Influence of Paris schools on Lithuanian art (Part II) 3

Marius Vyšniauskas
www.kamane.lt, 2015-11-25
National School of Fine Arts painting studio. Late 19th century. Postcard

In brief: Most of the Litvaks who had studied at l’Eécole de Paris were coming from various Vilnius art schools. It was the artists coming from Lithuanian territory who had given the basis for the art critics to call the second wave of l’Ecole de Paris – l’Eécole Juive (Jewish school), which "occupied" the French capital during 1909-1913.

According to French sources, already in the mid-19th century, from the 6000 artists living in the capital, 1500 of them were settled in Montparnasse, which formed a kind of counterweight for Montmartre - a center of French avant-garde artists. Litvaks where also housed there, thus the number of Montparnasse artists in the early 20th century was rising. The main artists’ colony was gathered at the famous La Ruche (Hive).

 

Ironic, but this environment has nurtured the most famous artists of the 20th century, among whom, the Litvaks, who had brought colors of the reviving Jewish secular consciousness into Paris culture, alongside the unknown realities of everyday life in the European margins. Chagall from Vitebsk had brought a poetic world of Hasidic Jews, Ch. Soutine - a worldview full of dramatic despair and tragedy and his youth friends M. Kikoine, P. Kremeneg and E. Mane-Katz - a more balanced perception of the world with clear traces of youthful visions.

 

Our painters where fascinated by the fact that Modigliani unlike many other highly integrated Italian, French and Spanish Jews never hid his Jewish origin and actively responded to any instances of anti-Judaism. He was the one who brought Ch. Soutine together with a Litvak sculptor Oscar Mestchianinov (1886–1956), who later became the young man's guardian. Modigliani, who had a refined taste helped Litvaks to orientate better in the history of art, introduced them to the museums and art studios.

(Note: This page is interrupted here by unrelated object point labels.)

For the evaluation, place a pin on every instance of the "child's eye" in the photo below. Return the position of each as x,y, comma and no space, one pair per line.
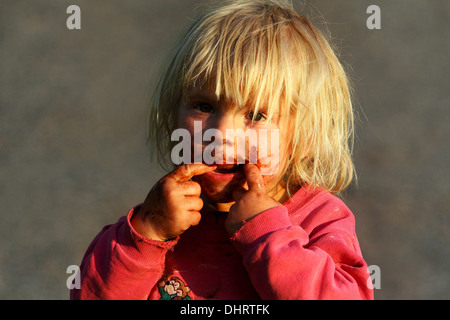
204,107
259,117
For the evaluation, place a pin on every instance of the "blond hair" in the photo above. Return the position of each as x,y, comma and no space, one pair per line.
266,54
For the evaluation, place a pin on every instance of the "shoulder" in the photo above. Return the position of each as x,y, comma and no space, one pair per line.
319,211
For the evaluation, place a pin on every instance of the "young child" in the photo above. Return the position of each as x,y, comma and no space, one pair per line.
226,230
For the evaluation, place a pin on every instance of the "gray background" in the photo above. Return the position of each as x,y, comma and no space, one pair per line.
73,118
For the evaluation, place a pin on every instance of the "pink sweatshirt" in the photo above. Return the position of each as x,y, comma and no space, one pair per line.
305,249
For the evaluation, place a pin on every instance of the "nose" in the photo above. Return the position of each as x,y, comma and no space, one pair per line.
226,149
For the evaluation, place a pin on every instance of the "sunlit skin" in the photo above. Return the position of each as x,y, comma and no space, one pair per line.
174,203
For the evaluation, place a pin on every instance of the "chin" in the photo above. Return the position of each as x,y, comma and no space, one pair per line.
217,189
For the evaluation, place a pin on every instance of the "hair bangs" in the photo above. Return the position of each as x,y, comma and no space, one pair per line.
245,61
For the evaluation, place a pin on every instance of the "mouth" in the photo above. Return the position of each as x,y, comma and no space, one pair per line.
226,172
228,168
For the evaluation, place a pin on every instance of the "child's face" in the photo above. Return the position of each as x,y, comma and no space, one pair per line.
202,110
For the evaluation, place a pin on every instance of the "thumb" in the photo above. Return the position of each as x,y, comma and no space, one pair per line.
187,171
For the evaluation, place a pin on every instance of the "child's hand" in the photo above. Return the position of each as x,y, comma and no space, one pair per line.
173,205
251,202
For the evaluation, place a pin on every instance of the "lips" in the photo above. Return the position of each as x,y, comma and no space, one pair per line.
228,168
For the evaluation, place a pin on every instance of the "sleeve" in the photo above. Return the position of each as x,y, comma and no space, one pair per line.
120,264
285,262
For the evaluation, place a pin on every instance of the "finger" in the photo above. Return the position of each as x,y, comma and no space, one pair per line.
238,193
254,177
190,188
193,203
187,171
195,218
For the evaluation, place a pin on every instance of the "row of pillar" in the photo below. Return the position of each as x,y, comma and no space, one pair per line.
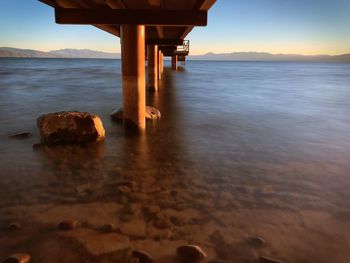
133,73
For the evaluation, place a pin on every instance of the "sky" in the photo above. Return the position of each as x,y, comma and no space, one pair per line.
306,27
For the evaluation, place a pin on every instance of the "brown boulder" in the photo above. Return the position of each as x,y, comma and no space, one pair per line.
70,127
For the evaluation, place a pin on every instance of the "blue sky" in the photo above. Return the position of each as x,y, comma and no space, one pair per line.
276,26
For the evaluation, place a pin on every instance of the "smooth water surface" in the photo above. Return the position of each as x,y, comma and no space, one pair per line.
243,149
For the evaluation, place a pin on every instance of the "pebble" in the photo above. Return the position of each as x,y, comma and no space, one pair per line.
142,256
107,228
14,226
190,254
68,224
21,135
264,259
18,258
256,241
124,189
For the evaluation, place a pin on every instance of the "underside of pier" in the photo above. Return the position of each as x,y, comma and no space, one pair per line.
152,28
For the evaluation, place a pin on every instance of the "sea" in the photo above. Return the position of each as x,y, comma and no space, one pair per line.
249,160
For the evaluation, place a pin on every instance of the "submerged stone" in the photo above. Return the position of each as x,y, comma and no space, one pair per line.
190,254
14,226
21,135
141,256
107,228
151,114
264,259
18,258
68,224
70,127
256,241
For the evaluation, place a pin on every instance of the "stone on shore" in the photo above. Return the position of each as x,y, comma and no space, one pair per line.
256,241
18,258
264,259
190,254
14,226
70,127
21,135
151,114
142,256
68,224
108,228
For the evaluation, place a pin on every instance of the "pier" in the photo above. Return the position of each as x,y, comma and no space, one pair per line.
151,29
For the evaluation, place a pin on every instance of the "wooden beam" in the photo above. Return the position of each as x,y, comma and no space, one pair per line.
115,4
160,31
167,48
164,41
131,17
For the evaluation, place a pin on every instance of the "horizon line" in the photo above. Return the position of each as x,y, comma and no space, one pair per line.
202,54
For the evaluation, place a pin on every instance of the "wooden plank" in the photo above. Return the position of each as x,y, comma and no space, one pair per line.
164,41
131,17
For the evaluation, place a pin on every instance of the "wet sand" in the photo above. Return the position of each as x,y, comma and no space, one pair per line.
192,178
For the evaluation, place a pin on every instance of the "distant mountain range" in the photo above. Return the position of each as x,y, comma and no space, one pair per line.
262,56
62,53
235,56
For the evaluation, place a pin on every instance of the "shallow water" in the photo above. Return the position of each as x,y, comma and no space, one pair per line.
243,149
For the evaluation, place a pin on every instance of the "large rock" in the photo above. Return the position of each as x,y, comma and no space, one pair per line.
70,127
151,114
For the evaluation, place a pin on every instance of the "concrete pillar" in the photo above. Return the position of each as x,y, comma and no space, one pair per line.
133,75
174,62
152,67
159,64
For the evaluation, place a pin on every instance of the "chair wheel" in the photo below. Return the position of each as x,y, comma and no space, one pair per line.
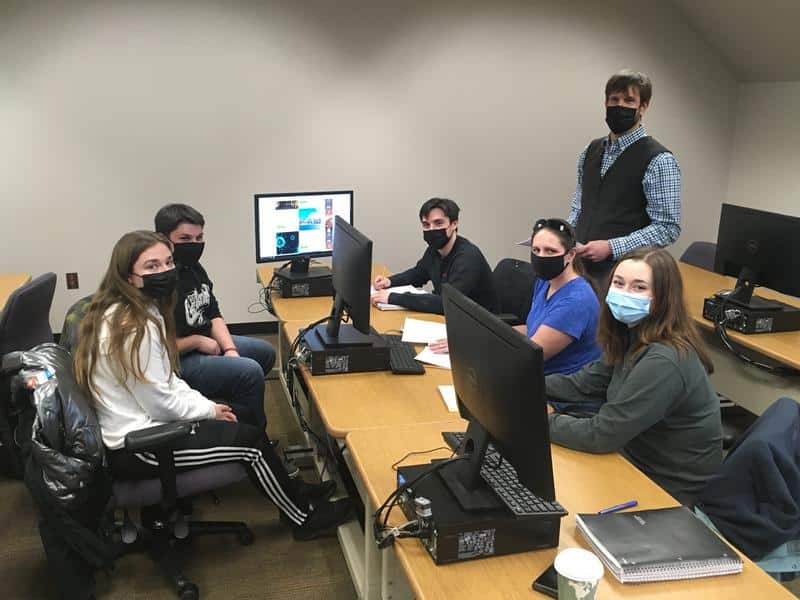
245,537
189,592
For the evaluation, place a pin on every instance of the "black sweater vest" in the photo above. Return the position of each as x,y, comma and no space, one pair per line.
614,205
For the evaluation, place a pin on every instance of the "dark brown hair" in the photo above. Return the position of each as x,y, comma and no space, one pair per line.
566,236
624,79
668,323
127,323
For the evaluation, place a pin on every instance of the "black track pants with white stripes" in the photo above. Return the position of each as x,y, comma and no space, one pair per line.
222,441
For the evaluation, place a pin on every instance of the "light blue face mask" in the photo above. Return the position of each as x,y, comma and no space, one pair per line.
627,308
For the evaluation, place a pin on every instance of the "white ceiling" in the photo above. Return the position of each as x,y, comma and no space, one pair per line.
760,40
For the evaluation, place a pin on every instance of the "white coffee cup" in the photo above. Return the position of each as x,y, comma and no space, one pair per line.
579,572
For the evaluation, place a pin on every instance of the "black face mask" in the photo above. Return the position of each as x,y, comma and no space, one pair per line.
548,267
620,118
188,253
436,238
159,285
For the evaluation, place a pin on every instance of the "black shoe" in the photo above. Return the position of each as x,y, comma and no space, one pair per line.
325,518
315,492
292,470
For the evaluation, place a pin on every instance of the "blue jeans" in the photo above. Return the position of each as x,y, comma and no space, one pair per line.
235,380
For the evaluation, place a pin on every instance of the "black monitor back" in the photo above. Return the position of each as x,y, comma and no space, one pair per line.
498,375
767,243
352,270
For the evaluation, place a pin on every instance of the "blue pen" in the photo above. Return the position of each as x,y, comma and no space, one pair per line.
618,507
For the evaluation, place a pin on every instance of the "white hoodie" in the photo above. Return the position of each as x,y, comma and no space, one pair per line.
162,397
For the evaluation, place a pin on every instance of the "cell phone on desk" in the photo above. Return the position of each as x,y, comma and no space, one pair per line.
547,582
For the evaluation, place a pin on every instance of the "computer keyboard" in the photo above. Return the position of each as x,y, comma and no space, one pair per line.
401,357
502,478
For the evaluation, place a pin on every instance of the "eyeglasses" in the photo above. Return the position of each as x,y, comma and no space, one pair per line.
556,225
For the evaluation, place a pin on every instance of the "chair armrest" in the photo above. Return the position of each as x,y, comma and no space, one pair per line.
158,435
510,319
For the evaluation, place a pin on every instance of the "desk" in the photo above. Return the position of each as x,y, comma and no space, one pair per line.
748,386
10,282
582,485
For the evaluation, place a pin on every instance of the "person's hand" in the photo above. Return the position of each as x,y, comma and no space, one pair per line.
381,297
381,282
595,251
223,412
207,345
439,346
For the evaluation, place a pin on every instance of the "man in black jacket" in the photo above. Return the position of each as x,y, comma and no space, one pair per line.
449,258
213,362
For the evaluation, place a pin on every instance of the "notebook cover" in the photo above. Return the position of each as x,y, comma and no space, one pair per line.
654,538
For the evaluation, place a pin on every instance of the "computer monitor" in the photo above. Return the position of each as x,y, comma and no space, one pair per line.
352,270
498,376
298,226
759,248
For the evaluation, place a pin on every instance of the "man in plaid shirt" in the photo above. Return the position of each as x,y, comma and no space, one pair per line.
629,185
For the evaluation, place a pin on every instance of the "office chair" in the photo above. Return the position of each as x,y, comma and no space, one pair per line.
700,254
25,320
163,526
513,281
24,323
754,498
734,419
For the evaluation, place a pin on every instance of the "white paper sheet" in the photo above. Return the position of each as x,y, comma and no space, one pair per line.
430,357
400,289
448,393
417,331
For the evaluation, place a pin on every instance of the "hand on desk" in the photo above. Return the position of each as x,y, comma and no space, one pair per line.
439,346
381,282
380,297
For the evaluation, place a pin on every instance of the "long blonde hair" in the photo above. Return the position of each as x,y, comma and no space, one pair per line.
128,322
668,323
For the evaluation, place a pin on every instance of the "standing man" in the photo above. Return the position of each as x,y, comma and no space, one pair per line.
629,185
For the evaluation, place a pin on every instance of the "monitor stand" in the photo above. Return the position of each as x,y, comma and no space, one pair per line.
463,477
299,280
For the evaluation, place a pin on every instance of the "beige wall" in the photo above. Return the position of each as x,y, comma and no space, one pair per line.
109,110
766,152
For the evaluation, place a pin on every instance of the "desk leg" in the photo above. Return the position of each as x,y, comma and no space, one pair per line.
748,386
394,584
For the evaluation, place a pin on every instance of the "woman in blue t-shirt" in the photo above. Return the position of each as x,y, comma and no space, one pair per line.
564,310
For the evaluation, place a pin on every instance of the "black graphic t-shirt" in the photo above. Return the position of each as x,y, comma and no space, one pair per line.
196,304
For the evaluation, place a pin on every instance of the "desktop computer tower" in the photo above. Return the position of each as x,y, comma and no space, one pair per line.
454,535
327,360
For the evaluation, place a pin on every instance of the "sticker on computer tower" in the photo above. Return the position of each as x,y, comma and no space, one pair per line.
300,289
337,363
472,544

The early Chagall canvases of the Paris period stand out not only with unbridled imagination, but also with the style close to French postimpressionist artist, who was painting in a primitive manner - Henri Rousseau (1844–1910). They shared a worldview, a disarming honesty, playfulness and naiveté, ecstatic joy, happy life and the outbreaks of the fullness of being.

Sentimentalism or idealization of real life are foreign to Ch. Soutine's works, therefore art critics describe the Litvak's worldview as deeply pessimistic. It is here that the artist’s attention to dark and unattractive sides of life, human deformities, and rough existence fraught with suffering arises. He is a merciless master of l'Ecole de Paris, who abhorred any simulation, adorned reality and was a candid assessor of reality.